Here Prof. Carlson seems to be referencing plaintiffs’ lawyer Vic Sher of Sher Edling, the firm representing everyone who is anyone suing energy interests in search of massive, tobacco-style settlements in the name of catastrophic man-made global warming.
As Climate Litigation Watch also has detailed, that firm not only now runs the municipalities’ lawsuits but has a non-lawyer pitchman recruiting more municipal plaintiffs — one who is attentive to the problems that public transparency requirements can pose to those who would rather not receive the taxpayer scrutiny those laws are enacted to afford.
IRS tax filings show the firm has received many hundreds of thousands of dollars from climate-focused foundations while undertaking this effort, so a cynic might suggest that this isn’t merely pursuit of the massive contingency payout in the event of any settlement, laid out in a contract obtained by Government Accountability & Oversight).
Whatever treasure (if any) gets washed up in this man-made tsunami of litigation, UCLA’s document production suggests that Sher is among those with whom the professor is consulting in support of the cause. Specifically, several emails reveal that Sher is the source of some of Prof. Carlson’s materials in her public advocacy.
When it finally got around to processing the public records requests at issue — after being sued in the face of an obvious stonewall — UCLA asked Sher if he objected to certain records’ release, on Prof. Carlson’s belief that “pages 3 and 4 [of one of her presentations] come from a deck of your slides, as do the quotes on pages 5, 6, and 7”. UCLA did not provide the deck of Sher’s slides, but only those five pages (production PDF pages 241-246).
Sher replies, “Will you be attributing the documents to me, or simply releasing them as they are? If the latter, no problem.” Given there are no other records released addressing this, it is reasonable to assume that UCLA took that inquiry simply as “no problem”, releasing the records as well as this exchange in a discovery production about its handling of the requests.
Again, this assumes UCLA withheld no related correspondence. The answer to that will be public soon as should its production of records responsive to this request the school has withheld all this time. Around the same time, the school will need to produce its logs of records withheld, both in response to the discovery request delving into its handling of the requests and to the requests themselves.
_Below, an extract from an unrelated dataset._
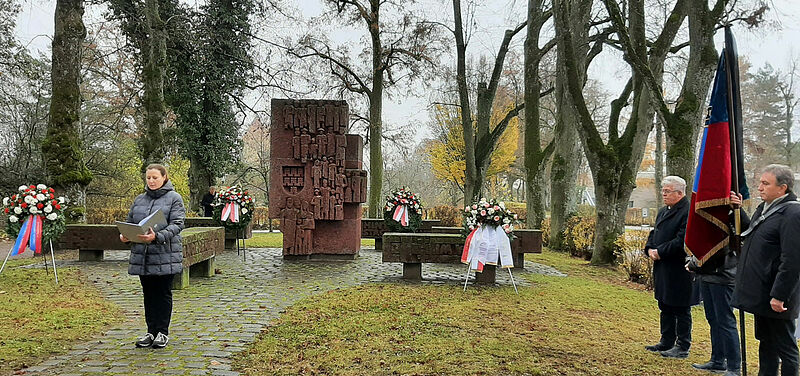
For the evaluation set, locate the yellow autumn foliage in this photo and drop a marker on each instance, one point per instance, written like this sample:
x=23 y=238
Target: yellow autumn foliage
x=447 y=153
To withhold records, UCLA must demonstrate that the public’s interest in nondisclosure clearly outweighs the public’s interest in disclosure.
That is, to withhold records relating to its role in the Climate Litigation Industry, UCLA must demonstrate to the court’s satisfaction that the public has an interest in keeping those records free from public scrutiny, and that that interest is greater than the public’s interest in transparency. This is the subject of future posts.